Transkription: 11. März 1915. Das ist wohl sicher, dass wir uns Alles sehr rasch übersehen. Namentlich auch das Eigene. Nun wird es Anderen genau so ergehen. Wie wir scharf an dem Ihrigen kritisiren, so sie an unseren Arbeiten, wobei man stets Recht und Unrecht, letzteres aus Unwissenheit oder Neid und Bösartigkeit einzurechnen hat. Aber immer dasselbe ist unmöglich. Ein Ausgleich wird dahin geschaffen, dass Neues erst nach und nach in die verschiedenen Kreise eindringt und sich dadurch länger, gewissermassen hintereinander erhält.

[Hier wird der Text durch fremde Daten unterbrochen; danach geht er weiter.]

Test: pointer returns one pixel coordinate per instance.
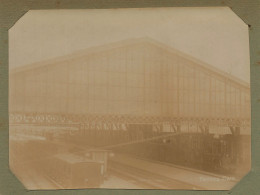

Während das Beste aller Zeiten so sehr gehoben wird, dass die[,] die sich nicht mit Kunst beschäftigen, aber so thuen, als wenn es das Schönste ihres Lebens wäre, es immer als das Höchste[,] ja als das für immer Alleingültige hinstellen. Denken wir nur an die älteren Werke Beethovens, die einer gewissen Convention nicht entbehren. In unserer grossen Kriegszeit werden darum alle klassischen Werke mit einer bestimmten Andacht angehört, obwohl ich die Überzeugung habe, dass sich Viele dabei langweilen. Wie überhaupt beim Ansehen und Anhören von Kunstwerken. Und das nennen sie dann Kunstgenuss. Ich weiss, dass viele gebildete Kreise die Galerieen ihrer Vaterstadt meiden und dass sie lieber in die modernen als in die alten Galerieen gehen; obwohl sie bei jeder Gelegenheit "ja die alten Meister" im Munde führen. Man ahnt gar nicht wie seicht und oberflächlich bildende Kunst genossen wird. Im Theater, im Concert muss man aushalten, auch wenn die Gedanken ganz wo anders sind. Malereien aber, wie flüchtig und oberflächlich werden die angesehen und wenn Einer 2 oder 3mal davor gestanden hat oder der Finger beim Umblättern im Hefte kaum trocken [linker Rand quer] ist, dann sagt er schon: ich habe die Sachen studiert.